04 marzo 2007

Aquellos zapatos...

Saqué del fondo del viejo armario del sótano esos tacones que me regaló mi madre hace ya casi mil años.

Tacones con los que yo jugué en mi niñez a ser adulta. Tacones que mi madre paseaba de joven mucho más esbelta que yo. Más altanera aún, más mujer tal vez de lo que yo lo seré nunca.
Ella es mucha mujer. Demasiada mujer.
Me senté, encendí un cigarrillo para recordarla, para recordarme...

En una de las primeras noches de mi juventud, cuando ya despuntaba mi sensualidad adornando con carmín mis pezones y prescindiendo de ropa interior, mi madre se asomó al baño mientras me acicalaba.

-Eres una mujer. Toda una mujer. Como has crecido…

-Venga mamá, no te pongas melosa...

Y se puso delante y me abrazó como cuando era niña, y me plantó un amplio beso en la frente.

Fue entonces cuando supe que mi madre era ya algo más que mi madre, que allí estaba la que sería hasta el día de hoy mi cómplice, mi camarada y mi amiga.

Se perdió en el pasillo de casa.

A su vuelta, ya tenía mis medias de cristal ceñidas a mi pierna, mi falda demasiado corta como para ser decente y unos labios rojos que acompañaban a mi melena negra, suelta, salvaje.

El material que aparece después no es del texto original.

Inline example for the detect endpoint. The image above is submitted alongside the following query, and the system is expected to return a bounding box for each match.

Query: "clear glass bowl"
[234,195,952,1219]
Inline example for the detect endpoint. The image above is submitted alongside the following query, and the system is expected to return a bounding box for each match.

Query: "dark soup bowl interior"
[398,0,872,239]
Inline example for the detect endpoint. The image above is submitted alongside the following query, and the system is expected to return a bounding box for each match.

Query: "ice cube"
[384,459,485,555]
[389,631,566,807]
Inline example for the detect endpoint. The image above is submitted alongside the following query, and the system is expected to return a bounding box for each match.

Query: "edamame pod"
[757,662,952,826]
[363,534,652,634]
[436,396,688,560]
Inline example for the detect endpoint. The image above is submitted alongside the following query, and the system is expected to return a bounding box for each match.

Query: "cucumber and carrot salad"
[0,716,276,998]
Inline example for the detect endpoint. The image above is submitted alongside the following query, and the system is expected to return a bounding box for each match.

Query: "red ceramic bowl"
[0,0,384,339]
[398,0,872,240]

-Toma, estos zapatos son para ti. Estoy segura de que estarás hermosa con ellos... ¿Has quedado con él?
-Gracias- dije sin salir de mi asombro recogiendo unos sublimes zapatos de salón- sí, he quedado con él esta noche.
-Ten cuidado cielo: los hombres no están hechos para mujeres como nosotras. Que no te sorprenda nada de lo que te digan, ni de lo que te pidan, porque probablemente, quieran aún más. Incluso tenerte. Tú no perteneces a nadie cariño, ¿entiendes?

Y después de soltar una carcajada que en ese momento no supe bien como encajar, me dijo:

-Estoy segura de que vas a ser un quebradero de cabeza para las mujeres.

Salió del baño.

Me quedé mirando los zapatos. Eran extraordinarios. Me senté en el water, los alcancé. Primero uno y después el otro… Me puse en pié para mirarme.

Me sentí más mujer que nunca, más segura que nunca. Con esa jodida sensación de saberme dueña del mundo.

Fui hasta la habitación en la que mi madre leía plácidamente.

-Me marcho.

-Pásalo bien cariño.

Cuando ya salía, volví sobre mis pasos. Me acerqué a ella y la besé.

-Gracias mamá.

-De nada… Además, estoy segura de que no van a ser los únicos zapatos que adornen tu vida.

Y llevaba razón: mi vida siempre ha ido irremediablemente unida a unos tacones.